Evangelical Christian elected mayor in Russia

Evangelical Christian elected mayor in Russia

Moscow, Russia — For the first time since the days of the Czars, a Protestant has been elected mayor of a major Russian city. In run-off elections in the auto-making city of Tolyatti/Volga on March 18, the Evangelical Christian and political independent Sergey Andreyev trounced “United Russia’s” candidate, Alexander Shakhov. 

Andreyev won nearly 57 percent of the vote. The Moscow Times reports that the upset occurred despite the national government having poured billions into the city to bail out AvtoVAZ, the city’s largest employer.

The incoming mayor is a member of the Association of Missionary Churches of Evangelical Christians made up of 25 congregations in Russia and the Ukraine. In a recent interview he stated, “I am neither Scientologist, Baptist nor Hare Krishna. I am an Evangelical Christian.”

Andreyev was trained as a lay preacher in St. Petersburg’s Baptist “New Life” congregation before moving to Tolyatti as a 20-year-old school teacher in 1993. The youth organization Living Word, which he founded in Tolyatti 19 years ago, is still described as Baptist. 

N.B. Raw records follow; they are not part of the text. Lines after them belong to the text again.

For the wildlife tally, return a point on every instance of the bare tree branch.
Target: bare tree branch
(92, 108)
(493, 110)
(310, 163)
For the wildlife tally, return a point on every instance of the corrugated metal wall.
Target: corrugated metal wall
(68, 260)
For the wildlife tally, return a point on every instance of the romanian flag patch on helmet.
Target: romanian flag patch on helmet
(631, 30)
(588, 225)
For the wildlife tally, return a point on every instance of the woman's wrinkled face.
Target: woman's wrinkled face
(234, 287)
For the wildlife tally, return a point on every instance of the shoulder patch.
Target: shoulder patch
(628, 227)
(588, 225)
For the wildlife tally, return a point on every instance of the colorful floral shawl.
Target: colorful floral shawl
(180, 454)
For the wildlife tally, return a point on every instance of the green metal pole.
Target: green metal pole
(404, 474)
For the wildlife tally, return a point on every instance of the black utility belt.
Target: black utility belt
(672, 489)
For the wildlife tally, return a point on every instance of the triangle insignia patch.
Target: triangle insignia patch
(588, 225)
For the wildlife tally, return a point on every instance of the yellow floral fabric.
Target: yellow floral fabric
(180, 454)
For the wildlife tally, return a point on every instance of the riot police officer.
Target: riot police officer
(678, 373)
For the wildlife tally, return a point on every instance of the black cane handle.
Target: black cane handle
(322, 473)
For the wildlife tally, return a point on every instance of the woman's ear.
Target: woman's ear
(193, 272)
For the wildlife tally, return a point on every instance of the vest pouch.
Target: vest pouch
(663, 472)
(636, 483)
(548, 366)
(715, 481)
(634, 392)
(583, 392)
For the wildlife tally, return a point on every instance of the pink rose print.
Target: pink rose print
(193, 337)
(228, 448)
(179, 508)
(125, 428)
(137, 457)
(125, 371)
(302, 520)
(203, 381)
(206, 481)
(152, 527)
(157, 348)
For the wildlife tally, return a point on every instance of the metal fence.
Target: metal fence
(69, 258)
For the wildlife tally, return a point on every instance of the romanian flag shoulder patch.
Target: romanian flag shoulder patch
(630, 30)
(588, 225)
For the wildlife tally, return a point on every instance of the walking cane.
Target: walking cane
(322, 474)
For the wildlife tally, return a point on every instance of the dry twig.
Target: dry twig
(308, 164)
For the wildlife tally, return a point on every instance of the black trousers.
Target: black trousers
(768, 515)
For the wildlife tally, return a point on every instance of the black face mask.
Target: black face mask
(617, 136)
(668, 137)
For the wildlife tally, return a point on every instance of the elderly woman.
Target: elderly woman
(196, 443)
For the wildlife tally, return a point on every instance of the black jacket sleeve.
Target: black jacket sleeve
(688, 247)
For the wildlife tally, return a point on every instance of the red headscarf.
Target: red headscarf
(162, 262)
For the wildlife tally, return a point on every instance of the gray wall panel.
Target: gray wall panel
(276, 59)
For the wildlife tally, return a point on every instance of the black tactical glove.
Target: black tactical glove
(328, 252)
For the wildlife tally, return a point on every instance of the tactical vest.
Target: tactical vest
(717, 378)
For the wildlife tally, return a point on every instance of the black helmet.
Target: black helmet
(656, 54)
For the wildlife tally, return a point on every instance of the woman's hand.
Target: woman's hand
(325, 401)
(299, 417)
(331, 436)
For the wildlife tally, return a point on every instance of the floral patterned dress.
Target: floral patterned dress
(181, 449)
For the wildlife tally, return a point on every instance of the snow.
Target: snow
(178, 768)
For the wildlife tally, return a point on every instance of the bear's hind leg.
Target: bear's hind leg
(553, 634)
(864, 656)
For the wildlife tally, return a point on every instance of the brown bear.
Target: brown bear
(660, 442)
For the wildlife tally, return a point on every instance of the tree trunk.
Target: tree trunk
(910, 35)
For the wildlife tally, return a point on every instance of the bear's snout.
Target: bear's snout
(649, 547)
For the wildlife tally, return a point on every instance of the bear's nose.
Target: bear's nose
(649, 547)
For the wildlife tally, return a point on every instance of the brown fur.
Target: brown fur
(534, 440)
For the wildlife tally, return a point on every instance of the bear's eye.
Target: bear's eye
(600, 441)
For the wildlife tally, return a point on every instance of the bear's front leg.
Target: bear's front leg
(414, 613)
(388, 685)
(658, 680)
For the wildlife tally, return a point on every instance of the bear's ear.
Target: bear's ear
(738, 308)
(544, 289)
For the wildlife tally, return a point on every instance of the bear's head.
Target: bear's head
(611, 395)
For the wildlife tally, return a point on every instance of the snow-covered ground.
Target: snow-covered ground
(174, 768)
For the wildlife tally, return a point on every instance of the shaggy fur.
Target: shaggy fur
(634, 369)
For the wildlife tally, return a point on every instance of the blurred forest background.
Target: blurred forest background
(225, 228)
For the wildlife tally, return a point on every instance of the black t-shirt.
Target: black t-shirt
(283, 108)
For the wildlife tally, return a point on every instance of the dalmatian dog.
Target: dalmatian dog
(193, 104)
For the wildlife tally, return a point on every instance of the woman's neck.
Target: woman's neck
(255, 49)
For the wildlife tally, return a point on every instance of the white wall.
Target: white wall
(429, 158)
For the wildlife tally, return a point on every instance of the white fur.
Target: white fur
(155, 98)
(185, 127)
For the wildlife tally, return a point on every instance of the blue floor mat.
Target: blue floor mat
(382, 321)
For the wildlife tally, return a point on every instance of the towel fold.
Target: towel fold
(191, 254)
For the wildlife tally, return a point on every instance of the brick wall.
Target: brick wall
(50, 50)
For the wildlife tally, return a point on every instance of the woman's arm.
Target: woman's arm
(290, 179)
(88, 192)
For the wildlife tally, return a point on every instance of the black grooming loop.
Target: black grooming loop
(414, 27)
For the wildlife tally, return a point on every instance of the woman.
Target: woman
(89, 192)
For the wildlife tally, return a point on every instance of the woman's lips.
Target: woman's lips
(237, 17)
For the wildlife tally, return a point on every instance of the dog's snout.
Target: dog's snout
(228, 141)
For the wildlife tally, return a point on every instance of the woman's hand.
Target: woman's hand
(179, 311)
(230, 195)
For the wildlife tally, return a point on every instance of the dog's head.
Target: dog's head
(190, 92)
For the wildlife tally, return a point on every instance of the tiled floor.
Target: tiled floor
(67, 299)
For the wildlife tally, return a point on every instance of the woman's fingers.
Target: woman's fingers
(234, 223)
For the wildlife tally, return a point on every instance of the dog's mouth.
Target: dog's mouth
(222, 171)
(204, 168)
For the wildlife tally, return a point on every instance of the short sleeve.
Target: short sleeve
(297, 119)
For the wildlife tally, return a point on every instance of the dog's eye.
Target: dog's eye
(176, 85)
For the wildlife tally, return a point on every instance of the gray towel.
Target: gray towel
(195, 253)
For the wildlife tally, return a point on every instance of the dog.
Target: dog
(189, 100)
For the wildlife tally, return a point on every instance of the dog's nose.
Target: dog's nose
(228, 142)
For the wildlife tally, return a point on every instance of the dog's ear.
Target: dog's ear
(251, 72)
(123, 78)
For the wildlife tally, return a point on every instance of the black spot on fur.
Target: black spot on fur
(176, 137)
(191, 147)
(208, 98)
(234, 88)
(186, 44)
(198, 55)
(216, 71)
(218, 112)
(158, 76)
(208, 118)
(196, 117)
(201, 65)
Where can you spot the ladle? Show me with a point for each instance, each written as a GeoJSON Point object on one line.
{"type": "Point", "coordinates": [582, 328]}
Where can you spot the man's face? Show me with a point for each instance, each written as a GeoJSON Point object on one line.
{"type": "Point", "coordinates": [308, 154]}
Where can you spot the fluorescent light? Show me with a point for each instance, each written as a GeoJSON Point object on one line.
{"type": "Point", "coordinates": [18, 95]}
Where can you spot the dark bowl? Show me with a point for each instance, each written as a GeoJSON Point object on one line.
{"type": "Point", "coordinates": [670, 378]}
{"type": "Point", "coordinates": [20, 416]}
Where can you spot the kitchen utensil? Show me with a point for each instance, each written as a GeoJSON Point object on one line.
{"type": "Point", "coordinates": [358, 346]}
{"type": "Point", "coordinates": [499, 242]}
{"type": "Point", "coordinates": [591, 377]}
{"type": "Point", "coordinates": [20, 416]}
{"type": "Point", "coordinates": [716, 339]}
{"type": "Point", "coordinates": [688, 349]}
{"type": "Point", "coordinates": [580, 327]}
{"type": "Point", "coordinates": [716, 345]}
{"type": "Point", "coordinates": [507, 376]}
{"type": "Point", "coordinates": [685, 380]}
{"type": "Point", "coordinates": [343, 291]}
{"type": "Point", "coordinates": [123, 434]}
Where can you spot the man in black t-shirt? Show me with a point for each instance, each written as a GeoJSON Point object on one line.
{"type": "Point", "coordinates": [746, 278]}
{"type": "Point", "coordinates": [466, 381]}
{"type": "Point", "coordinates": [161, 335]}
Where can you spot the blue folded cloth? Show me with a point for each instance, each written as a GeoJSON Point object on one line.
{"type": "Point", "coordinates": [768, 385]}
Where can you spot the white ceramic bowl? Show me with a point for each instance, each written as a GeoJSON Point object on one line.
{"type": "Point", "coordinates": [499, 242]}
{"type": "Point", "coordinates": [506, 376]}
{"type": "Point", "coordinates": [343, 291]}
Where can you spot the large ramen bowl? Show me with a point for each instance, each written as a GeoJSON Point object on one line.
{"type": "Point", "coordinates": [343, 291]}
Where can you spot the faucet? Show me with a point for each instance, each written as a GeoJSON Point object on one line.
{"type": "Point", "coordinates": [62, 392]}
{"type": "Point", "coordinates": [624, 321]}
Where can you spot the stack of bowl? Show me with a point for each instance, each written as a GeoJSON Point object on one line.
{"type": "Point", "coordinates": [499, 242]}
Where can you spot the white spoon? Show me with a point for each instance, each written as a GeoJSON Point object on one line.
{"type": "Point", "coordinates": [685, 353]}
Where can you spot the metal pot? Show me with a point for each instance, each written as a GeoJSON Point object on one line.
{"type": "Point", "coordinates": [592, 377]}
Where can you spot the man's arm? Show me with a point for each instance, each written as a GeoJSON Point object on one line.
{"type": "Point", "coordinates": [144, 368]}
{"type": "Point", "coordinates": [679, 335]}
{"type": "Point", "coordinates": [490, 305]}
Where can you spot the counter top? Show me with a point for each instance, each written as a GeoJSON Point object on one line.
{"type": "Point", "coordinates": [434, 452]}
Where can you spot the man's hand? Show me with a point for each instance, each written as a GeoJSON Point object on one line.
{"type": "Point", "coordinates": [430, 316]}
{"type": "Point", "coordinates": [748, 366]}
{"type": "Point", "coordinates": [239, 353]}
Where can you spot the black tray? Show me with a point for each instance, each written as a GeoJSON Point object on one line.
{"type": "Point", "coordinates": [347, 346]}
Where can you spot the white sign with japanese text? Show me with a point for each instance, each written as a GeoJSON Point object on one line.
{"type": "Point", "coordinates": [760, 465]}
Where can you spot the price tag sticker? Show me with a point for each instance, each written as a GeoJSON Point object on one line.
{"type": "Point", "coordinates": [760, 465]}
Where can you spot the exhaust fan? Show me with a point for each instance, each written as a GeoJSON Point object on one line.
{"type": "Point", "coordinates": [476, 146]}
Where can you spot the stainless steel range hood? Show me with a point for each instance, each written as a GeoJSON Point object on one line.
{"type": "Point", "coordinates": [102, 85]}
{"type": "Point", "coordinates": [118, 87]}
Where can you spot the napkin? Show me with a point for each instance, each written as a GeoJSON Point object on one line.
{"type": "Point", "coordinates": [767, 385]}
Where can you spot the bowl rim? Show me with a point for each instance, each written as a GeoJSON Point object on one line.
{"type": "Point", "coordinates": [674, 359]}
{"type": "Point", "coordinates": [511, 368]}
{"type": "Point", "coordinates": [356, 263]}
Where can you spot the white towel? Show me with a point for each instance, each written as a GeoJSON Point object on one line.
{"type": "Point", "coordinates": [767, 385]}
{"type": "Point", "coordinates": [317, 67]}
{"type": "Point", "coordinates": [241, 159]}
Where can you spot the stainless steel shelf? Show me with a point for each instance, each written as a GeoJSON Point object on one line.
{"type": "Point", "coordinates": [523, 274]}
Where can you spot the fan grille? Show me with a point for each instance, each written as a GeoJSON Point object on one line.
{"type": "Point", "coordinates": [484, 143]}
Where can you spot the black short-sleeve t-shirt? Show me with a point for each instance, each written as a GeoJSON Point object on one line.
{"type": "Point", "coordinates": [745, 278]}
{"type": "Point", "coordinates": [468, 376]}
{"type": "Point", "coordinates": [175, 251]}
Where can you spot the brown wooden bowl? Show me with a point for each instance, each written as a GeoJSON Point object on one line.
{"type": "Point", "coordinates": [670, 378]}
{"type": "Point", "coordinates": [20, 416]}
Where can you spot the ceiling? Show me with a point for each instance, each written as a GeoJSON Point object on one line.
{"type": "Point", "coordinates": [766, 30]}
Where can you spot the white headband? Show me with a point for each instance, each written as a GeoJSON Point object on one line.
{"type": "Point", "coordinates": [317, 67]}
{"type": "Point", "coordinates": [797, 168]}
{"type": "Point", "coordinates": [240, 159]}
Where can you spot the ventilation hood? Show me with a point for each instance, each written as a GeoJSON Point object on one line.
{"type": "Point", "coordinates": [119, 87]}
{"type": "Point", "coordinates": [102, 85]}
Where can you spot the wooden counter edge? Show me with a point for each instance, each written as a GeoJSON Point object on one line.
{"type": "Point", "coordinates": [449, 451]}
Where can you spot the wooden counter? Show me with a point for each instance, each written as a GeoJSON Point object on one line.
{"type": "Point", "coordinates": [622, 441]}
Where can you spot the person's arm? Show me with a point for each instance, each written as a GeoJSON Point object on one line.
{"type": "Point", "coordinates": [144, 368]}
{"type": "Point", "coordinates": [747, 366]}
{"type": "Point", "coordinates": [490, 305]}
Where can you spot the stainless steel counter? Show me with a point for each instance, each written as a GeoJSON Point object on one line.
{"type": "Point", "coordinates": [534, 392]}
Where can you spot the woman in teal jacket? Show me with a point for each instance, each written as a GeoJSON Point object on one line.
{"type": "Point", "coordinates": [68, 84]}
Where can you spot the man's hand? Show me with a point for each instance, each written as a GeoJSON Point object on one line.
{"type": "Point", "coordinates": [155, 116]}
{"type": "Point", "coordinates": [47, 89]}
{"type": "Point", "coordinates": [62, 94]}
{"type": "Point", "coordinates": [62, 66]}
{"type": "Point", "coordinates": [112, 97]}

Though he did not campaign as a Protestant believer, Andreyev made no attempt to hide his religious connections and ran his campaign from the church offices of “Divine Fire”, a local Full-Gospel charismatic congregation. 

Lyudmila Kuzmina, head of the Tolyatti branch of Golos, an election-monitoring non-governmental organization (NGO), stated in The Moscow Times that Andreyev was “not entirely independent. The power vertical doesn’t allow it.” Yet she praised Andreyev for his willingness to cooperate with her organization — a rarity among Russian politicians.